Parution : imagine… 65, Sainte-Foy, 1993, p. 75-92.
Louis Bilodeau commente une œuvre du grand Jules Verne, Voyage à travers l’impossible, qui a la particularité d’être une pièce de théâtre dont le texte a été découvert en 1981, soit 99 ans après sa création à la scène au Théâtre de la Porte-Saint-Martin. Verne a écrit un grand nombre de pièces de théâtre, seul ou en collaboration avec d’Ennery, mais celle-ci, qui s’inspire de plusieurs de ses romans – Vingt mille lieues sous les mers, Voyage au centre de la terre, De la terre à la lune, Autour de la lune – et de la nouvelle « Une fantaisie du Docteur Ox », constitue aux yeux de Bilodeau l’œuvre de Verne « qui correspond le mieux à notre conception moderne de la science-fiction ».

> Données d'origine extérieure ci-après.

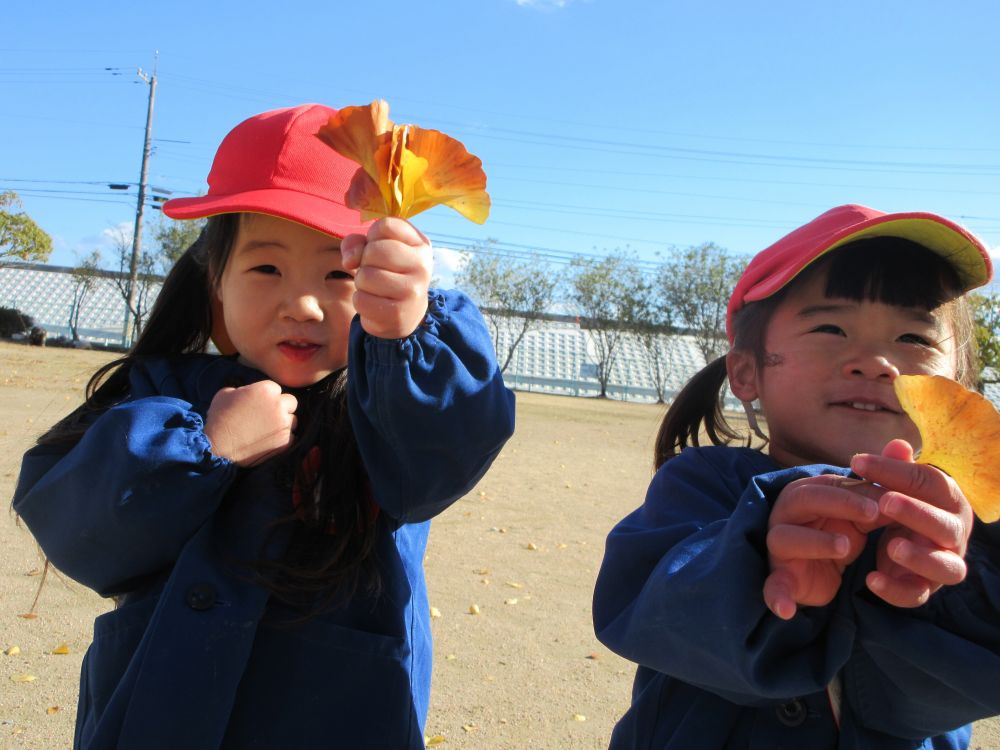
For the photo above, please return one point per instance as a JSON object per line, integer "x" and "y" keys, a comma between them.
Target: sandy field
{"x": 510, "y": 570}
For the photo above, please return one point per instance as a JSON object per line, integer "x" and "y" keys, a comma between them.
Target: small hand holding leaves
{"x": 960, "y": 433}
{"x": 405, "y": 169}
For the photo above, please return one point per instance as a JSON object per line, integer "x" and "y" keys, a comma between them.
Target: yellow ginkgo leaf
{"x": 960, "y": 434}
{"x": 405, "y": 169}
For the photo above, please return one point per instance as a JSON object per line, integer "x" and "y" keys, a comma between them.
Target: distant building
{"x": 556, "y": 357}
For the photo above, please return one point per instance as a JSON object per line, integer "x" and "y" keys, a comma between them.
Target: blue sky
{"x": 602, "y": 124}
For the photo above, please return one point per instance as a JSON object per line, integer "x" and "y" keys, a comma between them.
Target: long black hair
{"x": 889, "y": 270}
{"x": 331, "y": 553}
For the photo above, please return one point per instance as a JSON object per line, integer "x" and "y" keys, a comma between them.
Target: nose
{"x": 871, "y": 366}
{"x": 302, "y": 304}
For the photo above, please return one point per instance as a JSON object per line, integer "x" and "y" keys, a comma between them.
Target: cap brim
{"x": 312, "y": 211}
{"x": 962, "y": 250}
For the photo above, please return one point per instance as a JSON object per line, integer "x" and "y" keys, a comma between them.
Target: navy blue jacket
{"x": 680, "y": 593}
{"x": 197, "y": 656}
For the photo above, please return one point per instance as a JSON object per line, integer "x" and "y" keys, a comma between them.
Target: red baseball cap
{"x": 274, "y": 164}
{"x": 772, "y": 268}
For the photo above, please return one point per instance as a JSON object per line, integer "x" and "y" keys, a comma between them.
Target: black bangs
{"x": 892, "y": 271}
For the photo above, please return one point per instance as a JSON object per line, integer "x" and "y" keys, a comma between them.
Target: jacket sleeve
{"x": 430, "y": 412}
{"x": 923, "y": 671}
{"x": 122, "y": 502}
{"x": 680, "y": 590}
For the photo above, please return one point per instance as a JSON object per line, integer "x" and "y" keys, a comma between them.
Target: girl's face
{"x": 287, "y": 300}
{"x": 826, "y": 383}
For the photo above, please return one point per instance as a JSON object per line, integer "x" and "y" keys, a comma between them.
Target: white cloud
{"x": 447, "y": 263}
{"x": 545, "y": 5}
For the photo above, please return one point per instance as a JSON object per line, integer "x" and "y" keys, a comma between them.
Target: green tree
{"x": 174, "y": 237}
{"x": 607, "y": 293}
{"x": 85, "y": 278}
{"x": 696, "y": 284}
{"x": 513, "y": 296}
{"x": 986, "y": 315}
{"x": 20, "y": 237}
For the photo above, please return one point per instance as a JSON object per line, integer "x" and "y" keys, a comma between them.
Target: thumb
{"x": 899, "y": 450}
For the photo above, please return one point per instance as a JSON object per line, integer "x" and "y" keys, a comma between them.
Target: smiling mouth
{"x": 298, "y": 350}
{"x": 865, "y": 406}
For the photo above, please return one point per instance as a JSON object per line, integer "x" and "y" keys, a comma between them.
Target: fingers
{"x": 391, "y": 243}
{"x": 902, "y": 591}
{"x": 779, "y": 589}
{"x": 826, "y": 497}
{"x": 946, "y": 528}
{"x": 917, "y": 480}
{"x": 790, "y": 542}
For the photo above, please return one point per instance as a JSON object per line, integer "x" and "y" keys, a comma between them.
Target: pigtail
{"x": 180, "y": 321}
{"x": 331, "y": 554}
{"x": 698, "y": 406}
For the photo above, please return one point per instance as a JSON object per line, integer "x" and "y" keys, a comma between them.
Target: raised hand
{"x": 392, "y": 272}
{"x": 250, "y": 424}
{"x": 923, "y": 547}
{"x": 817, "y": 527}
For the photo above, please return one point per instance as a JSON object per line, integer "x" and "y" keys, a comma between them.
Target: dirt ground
{"x": 510, "y": 571}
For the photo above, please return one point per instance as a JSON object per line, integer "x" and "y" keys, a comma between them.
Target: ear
{"x": 741, "y": 366}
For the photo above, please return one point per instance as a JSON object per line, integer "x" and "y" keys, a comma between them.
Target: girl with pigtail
{"x": 260, "y": 516}
{"x": 769, "y": 596}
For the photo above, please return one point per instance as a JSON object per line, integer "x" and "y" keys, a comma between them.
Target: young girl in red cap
{"x": 770, "y": 601}
{"x": 260, "y": 517}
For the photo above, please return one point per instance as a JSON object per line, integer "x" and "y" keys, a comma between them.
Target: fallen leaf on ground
{"x": 959, "y": 432}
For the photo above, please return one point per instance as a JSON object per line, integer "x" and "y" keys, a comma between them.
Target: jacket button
{"x": 792, "y": 713}
{"x": 201, "y": 596}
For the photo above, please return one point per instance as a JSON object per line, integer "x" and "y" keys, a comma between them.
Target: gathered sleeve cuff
{"x": 430, "y": 412}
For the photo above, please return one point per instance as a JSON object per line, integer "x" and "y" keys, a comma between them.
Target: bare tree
{"x": 652, "y": 328}
{"x": 513, "y": 296}
{"x": 608, "y": 295}
{"x": 696, "y": 284}
{"x": 146, "y": 279}
{"x": 85, "y": 277}
{"x": 986, "y": 317}
{"x": 174, "y": 237}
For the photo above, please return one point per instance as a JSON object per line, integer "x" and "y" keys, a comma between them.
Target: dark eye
{"x": 915, "y": 338}
{"x": 829, "y": 328}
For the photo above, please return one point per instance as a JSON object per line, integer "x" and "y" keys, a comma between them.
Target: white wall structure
{"x": 556, "y": 356}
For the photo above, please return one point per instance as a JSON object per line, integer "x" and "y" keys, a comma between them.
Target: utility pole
{"x": 133, "y": 279}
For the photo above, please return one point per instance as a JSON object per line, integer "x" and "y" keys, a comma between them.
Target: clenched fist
{"x": 250, "y": 424}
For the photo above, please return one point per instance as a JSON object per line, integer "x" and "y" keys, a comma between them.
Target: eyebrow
{"x": 334, "y": 247}
{"x": 916, "y": 314}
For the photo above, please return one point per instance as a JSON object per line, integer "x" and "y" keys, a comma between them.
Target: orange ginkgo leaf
{"x": 405, "y": 169}
{"x": 960, "y": 434}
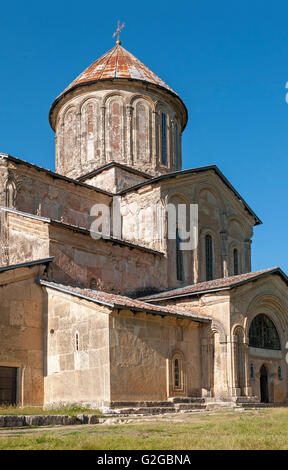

Son jugement est fondé sur la confrontation entre science et religion qui se joue dans les trois actes et l’épilogue. Après avoir mis en contexte les conditions de production de la pièce de Verne, l’essayiste, détenteur d’un doctorat sur Jules Verne dramaturge, questionne la position de l’auteur face à la science. Il note que son attitude est fluctuante et que la science dans son œuvre n’a pas qu’une seule valeur. L’utilisation de la technique – les réelles inventions de l’auteur étant plutôt rares, ce qui rattache plusieurs de ses romans au fantastique davantage qu’à la science-fiction – est assortie d’une mise en garde contre les dangers qu’elle représente.
Louis Bilodeau retient de l’enseignement de la pièce que « le genre humain ne doit pas tout sacrifier à la science mais l’utiliser en respectant les lois de la nature et de la religion ». À cet égard, le parcours du protagoniste principal, Georges, est emblématique d’une quête prométhéenne qui menace la survie du monde, ce qui le distingue des autres chercheurs de l’œuvre de Verne qui poursuivent un but plus noble.
Sans prétendre remettre en question la place de Jules Verne dans l’histoire de la science-fiction, l’étude de Bilodeau nuance le portrait de l’auteur en chantre du progrès et de la science en soumettant à l’analyse ce Voyage à travers l’impossible.
Source : Janelle, Claude, L'ASFFQ 1993, Alire, p. 208-209.